A good esports tournament is always supported by a rulebook. The big events usually draft gigantic documents, outlining every potential issue that can arise during play. For instance, the ESL Pro League rulebook is 40 pages long.
Hosting a tournament on Bitspawn, depending on its size and scale, will require you to lay down some ground rules. A lot will be handled by the tournament platform itself, but still there are some issues that you will have to deal with on your end. We’re going to present to you some problems that regularly come up at esports events and show how to deal with them. You’ll be able to take some of that knowledge and apply it to your own tournaments on Bitspawn.
Teams Arriving Late to the Party
In professional esports, teams are usually present on time. However, in case they do miss the match starting time, what do you do? In the case of Immortals at DreamHack Open Montreal, they were forced to forfeit the first map. Of course, you should base the severity of your punishment on the amount of tardiness.
Abuse & Misconduct
Some players are nice, others are not. While aspiring talents generally try to keep it polite, a few bad apples tend to shoot over the mark when it comes to personal conduct. In those cases, an admin has to penalize the players. This should be based upon certain rules of conduct, which you should definitely lay down in your rulebook. Otherwise you don’t have any set guidelines to base your reactions on.
In Round-Robin stages, teams will often get tied in the standings. In those cases, you need to find a way to separate these teams. Professional leagues will have a set of tie-breaker metrics, with which they will sort the teams. Here are a few examples:
- Round difference: How many rounds has each team won in total during the league phase?
- Map difference: How many maps has each team won in total during the league phase?
- Mini league: Create a smaller league out of the tied participants, which means that only the games that were previously played between those teams count towards the standings. Then calculate the amount of points, round difference etc. within that league.
These rules should manage to dissolve most ties. If all else fails, you can still let the teams play rematches.
Here’s the ruleset from Rainbow Six Pro League, as an example:
- Mini league points
- Mini league round difference
- Overall round difference
- Mini league rounds won
- Overall rounds won
Lots of electronic components work together in order to get esports games up and running. Often times, things fail on the end of the organizer. Servers unfortunately like to crash and broadcasts are prone to all sorts of failures.

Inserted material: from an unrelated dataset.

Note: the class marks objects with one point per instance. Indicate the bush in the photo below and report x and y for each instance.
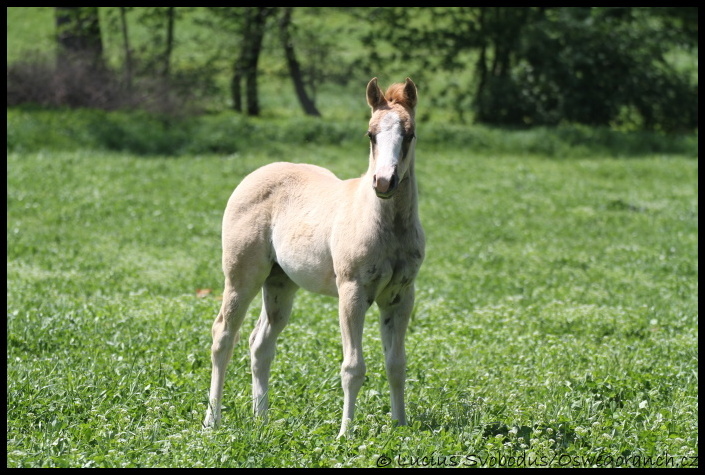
(76, 83)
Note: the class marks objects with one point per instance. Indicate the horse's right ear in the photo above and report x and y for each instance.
(375, 96)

If something happens, players and staff will have to wait for the issue to be fixed.
But the players’ private computers are often times not perfectly set up and games such as CSGO tend to freeze on them. Technical timeouts on the competitors’ end are more difficult to handle – especially if the match takes place online, as you won’t have the ability to fix anything. Generally, your rulebook should include time limits on technical pauses for players, so that you don’t have to extend your pauses into infinity. Most importantly, if there is a set amount of time, no player or team can feel disadvantaged.
Unfortunately, cheating is still a prevalent phenomenon in esports. As the industry grows, more people will try to subvert it. In order to combat cheating, the game developers have obviously put anti-cheat measures in place. Sometimes, these are sadly not enough. In rare cases, tournament organizers will have to deal with potential cheating cases themselves.
Most events have a specific protocol in place, which lets players and teams report cases. These are then referred to review, where admins take a look at the game demos. This process is something that you need to detail in your rulebook, along with the contact point. When it comes to the degree of punishment, most organizers will expulse any cheaters and their team along with them. Usually, proven cheaters will not be allowed back into the tournament.
If you want to take some cues from professional esports leagues, you should take a look at some rulebooks from ESL. They feature comprehensive guidelines and regulations. Most importantly, they show how to achieve proper structure. Here is the rulebook for Rainbow Six Pro League S11 and the rulebook for ESL Pro League S11.
Obviously, not all of these rules will be necessary for organizing your own tournament on Bitspawn. But there are definitely some things that you have to consider. Doing the work before the tournament prevents you from having to deal with them in the middle of the competition. So take some time to draft a rulebook, even if it’s just a few paragraphs long. It will help you create a more professional and appealing product.